Even the best of political thinkers can have a lapse in consistency. Doesn’t it seem strange to you that [Day] would oppose Social Security on the grounds that it relied upon force and then praise a violent revolution [in Cuba] that expropriated people by force?
It tells me that we don’t really have a consistent thinker here. I think the reality is that she wanted an outcome, a certain kind of society, and was sympathetic to whomever she believed had obtained it or was on the way to obtaining it. If I had the opportunity, I would point out the massive inconsistency in rejecting “force and compulsion” when it comes to something relatively mild like Social Security while remaining ethically uncritical of something like the Cuban Revolution. (Bonchamps, “Dorothy Day Anarcho-Communist, Perhaps”—comment by Bonchamps)

As a self-proclaimed “revolutionary” (CW, April 1953; January 1970), Day may have been sorely disappointed at successful attempts to save the US economy. She believed that “revolution” would come to the US and “hoped” it would not be violent (”Beyond Politics,” CW, November 1949). She also declared: “In this country too the final solution will be the commune but how it will be brought about is in God’s hands. He may permit a bloody revolution” (CW, March 1959).

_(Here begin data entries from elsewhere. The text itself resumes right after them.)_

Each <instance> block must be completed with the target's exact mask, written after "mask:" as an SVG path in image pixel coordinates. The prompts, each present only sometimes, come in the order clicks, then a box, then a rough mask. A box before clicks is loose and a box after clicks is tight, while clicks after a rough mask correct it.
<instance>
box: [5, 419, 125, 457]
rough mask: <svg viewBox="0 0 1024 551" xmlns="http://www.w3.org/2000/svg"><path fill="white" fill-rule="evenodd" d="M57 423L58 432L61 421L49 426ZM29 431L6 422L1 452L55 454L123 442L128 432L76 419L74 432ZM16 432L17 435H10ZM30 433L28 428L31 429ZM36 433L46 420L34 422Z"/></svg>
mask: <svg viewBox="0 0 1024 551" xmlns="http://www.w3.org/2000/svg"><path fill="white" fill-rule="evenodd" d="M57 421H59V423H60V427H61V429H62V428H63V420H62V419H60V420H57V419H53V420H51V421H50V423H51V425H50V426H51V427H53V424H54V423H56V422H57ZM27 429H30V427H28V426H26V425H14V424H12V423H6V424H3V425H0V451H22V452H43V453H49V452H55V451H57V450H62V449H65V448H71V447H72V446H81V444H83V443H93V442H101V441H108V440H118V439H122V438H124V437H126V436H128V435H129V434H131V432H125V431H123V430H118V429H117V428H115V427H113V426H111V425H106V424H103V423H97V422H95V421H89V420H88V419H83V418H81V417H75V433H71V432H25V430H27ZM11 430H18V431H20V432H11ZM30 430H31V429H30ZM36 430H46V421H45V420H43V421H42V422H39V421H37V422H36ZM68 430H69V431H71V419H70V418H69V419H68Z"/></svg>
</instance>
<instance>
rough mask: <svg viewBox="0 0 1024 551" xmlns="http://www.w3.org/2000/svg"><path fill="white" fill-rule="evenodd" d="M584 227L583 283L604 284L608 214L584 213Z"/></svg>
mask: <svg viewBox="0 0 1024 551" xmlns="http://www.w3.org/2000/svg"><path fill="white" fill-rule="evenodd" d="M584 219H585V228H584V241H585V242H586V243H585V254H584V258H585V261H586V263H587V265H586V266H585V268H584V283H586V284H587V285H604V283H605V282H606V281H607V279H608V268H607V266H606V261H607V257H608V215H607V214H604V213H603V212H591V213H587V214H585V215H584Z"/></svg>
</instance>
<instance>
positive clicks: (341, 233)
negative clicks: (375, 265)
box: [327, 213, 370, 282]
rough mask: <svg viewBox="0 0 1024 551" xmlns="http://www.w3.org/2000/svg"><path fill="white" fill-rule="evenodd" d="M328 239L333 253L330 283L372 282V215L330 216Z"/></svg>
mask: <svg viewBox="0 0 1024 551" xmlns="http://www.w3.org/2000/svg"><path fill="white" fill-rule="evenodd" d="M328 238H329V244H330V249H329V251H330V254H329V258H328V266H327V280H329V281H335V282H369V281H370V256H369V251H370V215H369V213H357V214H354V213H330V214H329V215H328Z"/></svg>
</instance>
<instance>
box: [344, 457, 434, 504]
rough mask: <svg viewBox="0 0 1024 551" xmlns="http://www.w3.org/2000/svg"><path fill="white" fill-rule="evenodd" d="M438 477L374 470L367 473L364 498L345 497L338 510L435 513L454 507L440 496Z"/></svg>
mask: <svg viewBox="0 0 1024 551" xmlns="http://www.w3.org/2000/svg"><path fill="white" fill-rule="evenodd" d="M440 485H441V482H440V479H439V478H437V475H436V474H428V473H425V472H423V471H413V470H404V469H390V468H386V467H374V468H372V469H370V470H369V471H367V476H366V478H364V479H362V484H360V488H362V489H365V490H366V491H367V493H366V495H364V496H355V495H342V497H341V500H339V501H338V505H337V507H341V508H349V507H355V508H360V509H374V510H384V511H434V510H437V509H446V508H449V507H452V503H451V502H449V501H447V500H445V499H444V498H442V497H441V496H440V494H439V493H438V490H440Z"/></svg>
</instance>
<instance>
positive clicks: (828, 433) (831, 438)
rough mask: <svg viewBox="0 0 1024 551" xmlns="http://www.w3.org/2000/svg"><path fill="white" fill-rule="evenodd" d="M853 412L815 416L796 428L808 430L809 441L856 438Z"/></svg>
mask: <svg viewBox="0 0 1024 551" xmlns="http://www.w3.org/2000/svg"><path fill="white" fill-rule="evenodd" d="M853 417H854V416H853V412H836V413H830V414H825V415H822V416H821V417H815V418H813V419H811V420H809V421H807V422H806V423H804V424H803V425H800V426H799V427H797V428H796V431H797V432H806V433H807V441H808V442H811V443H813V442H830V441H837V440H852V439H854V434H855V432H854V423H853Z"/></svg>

When Day presented herself as a distributionist, she remained an anarchist and wrote:

The Catholic Worker ... recommends a study of Kropotkin’s “Fields, Factories and Workshops,” of Martin Buber’s “Paths in Utopia.”
Proudhon wrote in 1864—”Anarchy is a form of government or constitution in which the principle of authority, police institutions, restrictive or repressive measures, bureaucracy, Taxation, etc., are reduced to their simplest terms.” “Less representation and more self-government.” (CW, March 1959)

Proudhon is famous for asserting “Property is theft” and Day agreed (CW, December 1971). Kropotkin believed in the use of force to redistribute wealth—as did Day, who wrote:

Fortunately, the Papal States were wrested from the Church in the last century, but there is still the problem of investment of papal funds. It is always a cheering thought to me that if we have good will and are still unable to find remedies for the economic abuses of our time, in our family, our parish, and the mighty church as a whole, God will take matters in hand and do the job for us.
When I saw the Garibaldi mountains in British Columbia.... I said a prayer for his soul and blessed him for being the instrument of so mighty a work of God. May God use us!” (CW, July-August 1969).

Another of Day’s heroes was Saul Alinsky (CW, May 1966).
Please also see my comments to Mrs. Don-o on Day’s favorable view of Communist societies and Communists. Dr.Carol Byrne documents these facts in her essential “The Catholic Worker Movement (1933-1980): A Critical Analysis,” published in 2010.

The more one reads Day’s writings, the clearer it is that she was neither an “anarcho-capitalist” nor a simple distributionist, and her claims have to be examined closely.